We recently experienced our first (and hopefully last) house fire. Everyone evacuated safely and my two young boys were excited to hang out in the back of a fire truck. And we have house insurance so all is well, right? Ya, I thought so too.
Two days into our “adventure” (that’s what we are calling it for the kids’ sake) I came upon this post and the paragraph regarding control hit me like a ton of bricks.
I live my daily life like I am control of it. I drive to work, I stop for coffee, I pay my bills online (always late, but alas, I pay them), I parent my children (although this may be in doubt) and I feel secure and confident in my independence when I make things happen and plans come to fruition. I acquire material goods that make life feel comfortable and easy (Snuggie anyone?).
And then something unforeseen and out of my control comes along and sideswipes me.
I am now living in an unfamiliar setting, wearing uncomfortable clothes (because they are not mine) and am reminded a hundred times a day of just how inconvenient this whole situation is (looking for tweezers – I have none, where are the extra mitts – we have none, has anyone seen the boys’ skates – they are at the “fire house” as my little guy calls it). Its overwhelming. I keep grabbing at this stuff over here, purchasing this stuff over there and rescheduling this and that but I just can’t seem to regather all of life under my domain.
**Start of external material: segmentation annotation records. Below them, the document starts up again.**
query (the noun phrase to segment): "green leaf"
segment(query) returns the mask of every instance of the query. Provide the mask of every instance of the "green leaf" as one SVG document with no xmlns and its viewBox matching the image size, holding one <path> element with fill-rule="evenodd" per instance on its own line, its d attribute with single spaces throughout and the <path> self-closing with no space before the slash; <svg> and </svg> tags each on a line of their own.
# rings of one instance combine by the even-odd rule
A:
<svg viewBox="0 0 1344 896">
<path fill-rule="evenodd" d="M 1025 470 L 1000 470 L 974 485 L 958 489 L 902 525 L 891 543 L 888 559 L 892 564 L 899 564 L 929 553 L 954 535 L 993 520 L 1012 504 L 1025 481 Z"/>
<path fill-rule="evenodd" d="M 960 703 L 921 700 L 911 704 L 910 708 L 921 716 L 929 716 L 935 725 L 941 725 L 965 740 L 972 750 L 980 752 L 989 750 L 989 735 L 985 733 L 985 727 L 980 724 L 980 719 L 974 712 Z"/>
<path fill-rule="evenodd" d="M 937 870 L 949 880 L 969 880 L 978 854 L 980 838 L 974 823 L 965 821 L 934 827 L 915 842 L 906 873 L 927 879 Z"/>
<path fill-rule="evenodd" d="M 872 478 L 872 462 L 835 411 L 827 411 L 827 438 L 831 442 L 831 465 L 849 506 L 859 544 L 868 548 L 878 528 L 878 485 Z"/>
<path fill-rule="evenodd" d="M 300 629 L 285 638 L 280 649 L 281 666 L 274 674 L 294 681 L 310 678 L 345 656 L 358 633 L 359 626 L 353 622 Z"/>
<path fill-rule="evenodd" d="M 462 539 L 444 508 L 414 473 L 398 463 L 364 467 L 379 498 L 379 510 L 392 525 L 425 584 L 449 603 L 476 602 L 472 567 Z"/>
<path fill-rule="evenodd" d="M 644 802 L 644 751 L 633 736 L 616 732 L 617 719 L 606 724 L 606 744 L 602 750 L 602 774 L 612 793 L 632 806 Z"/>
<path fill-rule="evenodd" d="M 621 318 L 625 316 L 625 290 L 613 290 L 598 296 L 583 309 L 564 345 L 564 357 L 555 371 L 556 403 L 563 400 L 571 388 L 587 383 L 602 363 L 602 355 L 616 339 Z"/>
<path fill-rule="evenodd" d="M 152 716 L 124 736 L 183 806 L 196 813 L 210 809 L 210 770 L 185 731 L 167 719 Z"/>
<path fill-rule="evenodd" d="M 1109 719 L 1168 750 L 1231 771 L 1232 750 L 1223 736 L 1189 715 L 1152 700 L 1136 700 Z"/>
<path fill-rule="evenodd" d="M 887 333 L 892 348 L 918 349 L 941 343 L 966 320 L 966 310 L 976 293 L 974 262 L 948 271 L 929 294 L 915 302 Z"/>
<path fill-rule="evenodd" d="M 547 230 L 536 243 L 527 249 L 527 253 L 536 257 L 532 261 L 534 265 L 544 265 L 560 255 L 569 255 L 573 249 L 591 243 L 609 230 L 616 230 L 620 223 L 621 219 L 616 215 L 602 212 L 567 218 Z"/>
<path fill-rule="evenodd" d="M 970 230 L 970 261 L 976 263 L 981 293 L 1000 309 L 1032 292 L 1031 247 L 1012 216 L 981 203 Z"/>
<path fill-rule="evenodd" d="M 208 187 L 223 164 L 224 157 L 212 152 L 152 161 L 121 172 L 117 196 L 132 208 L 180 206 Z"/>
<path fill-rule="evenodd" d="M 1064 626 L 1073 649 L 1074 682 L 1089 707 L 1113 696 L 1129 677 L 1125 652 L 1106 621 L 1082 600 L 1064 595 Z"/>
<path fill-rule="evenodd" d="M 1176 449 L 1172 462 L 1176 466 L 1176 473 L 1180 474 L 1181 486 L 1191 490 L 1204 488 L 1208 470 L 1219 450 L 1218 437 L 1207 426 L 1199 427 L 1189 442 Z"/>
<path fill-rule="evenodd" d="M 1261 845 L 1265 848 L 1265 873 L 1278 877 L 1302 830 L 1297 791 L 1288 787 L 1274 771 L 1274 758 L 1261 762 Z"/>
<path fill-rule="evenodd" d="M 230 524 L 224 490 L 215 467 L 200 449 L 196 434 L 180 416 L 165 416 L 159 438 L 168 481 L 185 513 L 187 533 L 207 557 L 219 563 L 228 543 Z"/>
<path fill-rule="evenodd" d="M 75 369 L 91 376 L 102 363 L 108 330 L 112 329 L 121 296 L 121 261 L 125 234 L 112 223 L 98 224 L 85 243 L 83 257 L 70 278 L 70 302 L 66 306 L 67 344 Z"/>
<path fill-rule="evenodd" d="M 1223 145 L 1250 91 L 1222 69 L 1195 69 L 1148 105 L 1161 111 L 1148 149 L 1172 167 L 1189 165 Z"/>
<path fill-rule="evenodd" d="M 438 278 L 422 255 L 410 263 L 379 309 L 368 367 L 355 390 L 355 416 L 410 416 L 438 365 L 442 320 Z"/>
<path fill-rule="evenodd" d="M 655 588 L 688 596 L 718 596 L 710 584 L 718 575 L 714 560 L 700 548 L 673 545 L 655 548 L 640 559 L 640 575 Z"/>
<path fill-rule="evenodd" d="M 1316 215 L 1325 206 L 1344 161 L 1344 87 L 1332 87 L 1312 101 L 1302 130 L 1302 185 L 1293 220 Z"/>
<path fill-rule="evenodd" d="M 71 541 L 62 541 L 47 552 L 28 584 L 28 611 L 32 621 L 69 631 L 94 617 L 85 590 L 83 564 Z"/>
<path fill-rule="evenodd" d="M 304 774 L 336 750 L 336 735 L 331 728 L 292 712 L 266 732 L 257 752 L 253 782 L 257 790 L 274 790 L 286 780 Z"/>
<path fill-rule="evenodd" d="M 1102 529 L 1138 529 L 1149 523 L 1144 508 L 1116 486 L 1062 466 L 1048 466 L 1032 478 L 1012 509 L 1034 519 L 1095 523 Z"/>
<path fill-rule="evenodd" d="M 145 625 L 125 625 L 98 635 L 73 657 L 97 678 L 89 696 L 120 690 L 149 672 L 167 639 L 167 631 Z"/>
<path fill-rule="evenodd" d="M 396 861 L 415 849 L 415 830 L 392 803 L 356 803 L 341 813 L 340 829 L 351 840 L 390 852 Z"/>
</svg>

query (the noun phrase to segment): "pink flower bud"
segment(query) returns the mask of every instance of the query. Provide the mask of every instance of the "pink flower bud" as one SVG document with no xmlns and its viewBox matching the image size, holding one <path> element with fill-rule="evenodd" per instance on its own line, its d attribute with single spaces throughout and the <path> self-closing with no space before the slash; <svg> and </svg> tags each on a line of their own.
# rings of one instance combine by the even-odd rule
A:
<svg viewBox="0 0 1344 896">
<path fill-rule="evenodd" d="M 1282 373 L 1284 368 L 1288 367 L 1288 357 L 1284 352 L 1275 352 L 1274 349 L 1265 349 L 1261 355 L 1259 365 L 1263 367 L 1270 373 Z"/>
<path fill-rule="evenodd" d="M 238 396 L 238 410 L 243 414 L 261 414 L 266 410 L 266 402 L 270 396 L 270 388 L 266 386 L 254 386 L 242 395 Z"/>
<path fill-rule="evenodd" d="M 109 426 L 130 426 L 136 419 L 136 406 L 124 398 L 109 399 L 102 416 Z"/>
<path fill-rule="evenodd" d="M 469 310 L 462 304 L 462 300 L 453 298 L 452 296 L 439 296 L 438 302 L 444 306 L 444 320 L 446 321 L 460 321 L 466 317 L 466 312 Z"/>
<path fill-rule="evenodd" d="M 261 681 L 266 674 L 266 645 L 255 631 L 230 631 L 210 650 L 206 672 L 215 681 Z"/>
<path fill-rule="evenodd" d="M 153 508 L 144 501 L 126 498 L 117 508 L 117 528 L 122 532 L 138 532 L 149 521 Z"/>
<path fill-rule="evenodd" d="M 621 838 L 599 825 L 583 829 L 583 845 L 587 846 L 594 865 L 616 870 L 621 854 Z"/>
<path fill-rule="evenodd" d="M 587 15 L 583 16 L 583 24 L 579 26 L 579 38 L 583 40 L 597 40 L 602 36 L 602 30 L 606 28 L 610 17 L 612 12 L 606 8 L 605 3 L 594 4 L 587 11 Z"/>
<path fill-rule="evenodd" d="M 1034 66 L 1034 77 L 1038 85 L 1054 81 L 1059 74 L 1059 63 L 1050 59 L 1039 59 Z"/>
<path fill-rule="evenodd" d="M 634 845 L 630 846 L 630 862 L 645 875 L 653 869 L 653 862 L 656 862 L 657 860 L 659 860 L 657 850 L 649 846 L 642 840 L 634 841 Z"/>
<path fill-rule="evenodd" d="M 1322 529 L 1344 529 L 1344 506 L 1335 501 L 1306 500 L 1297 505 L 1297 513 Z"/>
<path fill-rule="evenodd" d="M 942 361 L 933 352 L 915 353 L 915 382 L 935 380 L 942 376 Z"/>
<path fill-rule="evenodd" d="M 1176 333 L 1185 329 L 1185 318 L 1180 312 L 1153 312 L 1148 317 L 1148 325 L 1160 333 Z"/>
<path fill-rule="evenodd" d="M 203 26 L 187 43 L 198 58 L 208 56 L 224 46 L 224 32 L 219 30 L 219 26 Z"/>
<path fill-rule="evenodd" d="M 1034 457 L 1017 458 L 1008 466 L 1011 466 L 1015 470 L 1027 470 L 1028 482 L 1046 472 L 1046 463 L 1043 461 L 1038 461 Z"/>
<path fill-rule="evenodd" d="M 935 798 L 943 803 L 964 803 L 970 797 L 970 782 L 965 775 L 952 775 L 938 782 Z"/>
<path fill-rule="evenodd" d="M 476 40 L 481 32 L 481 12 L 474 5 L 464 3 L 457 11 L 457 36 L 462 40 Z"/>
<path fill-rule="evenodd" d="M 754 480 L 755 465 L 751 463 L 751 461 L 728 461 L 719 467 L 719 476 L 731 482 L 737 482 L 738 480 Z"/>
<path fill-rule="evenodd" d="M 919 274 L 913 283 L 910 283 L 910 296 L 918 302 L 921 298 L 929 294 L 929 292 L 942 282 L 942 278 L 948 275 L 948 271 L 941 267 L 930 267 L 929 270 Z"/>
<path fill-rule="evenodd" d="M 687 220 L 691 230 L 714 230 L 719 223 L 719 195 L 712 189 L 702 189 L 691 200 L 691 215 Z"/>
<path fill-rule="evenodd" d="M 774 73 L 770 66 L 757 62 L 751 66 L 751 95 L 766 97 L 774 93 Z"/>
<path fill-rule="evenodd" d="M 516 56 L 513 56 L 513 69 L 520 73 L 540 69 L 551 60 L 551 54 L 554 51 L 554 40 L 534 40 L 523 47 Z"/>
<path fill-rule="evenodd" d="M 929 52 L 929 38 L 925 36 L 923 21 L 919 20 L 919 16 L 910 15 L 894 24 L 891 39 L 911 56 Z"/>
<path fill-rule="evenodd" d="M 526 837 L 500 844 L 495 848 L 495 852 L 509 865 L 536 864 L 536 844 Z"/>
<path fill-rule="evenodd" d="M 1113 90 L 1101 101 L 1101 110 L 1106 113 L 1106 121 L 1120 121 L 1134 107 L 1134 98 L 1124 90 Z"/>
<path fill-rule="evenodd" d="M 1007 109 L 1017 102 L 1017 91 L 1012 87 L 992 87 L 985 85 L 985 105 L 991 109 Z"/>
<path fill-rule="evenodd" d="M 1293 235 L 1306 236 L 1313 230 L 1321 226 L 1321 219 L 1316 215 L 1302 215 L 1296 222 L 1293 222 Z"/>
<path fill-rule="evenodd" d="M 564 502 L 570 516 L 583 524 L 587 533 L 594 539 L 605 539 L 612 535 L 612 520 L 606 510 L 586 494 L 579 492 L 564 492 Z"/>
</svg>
And then in the quiet I realize that I was never really in control in the first place. That it was all an illusion. I can try to anticipate, accumulate, regulate and manipulate for my own sense of security but it’s all trickery.
But I do know someone who can. Someone who loves me incomprehensibly and unconditionally. Someone who tells me I must lose my life to find it. Someone who, when I stop looking around and instead look inside, whispers “Be still. Know that I am God”.
And you know what? When control is realized as impossible but we have assurance that the One who loves to depths we can’t imagine is in control, it is so easy to let go.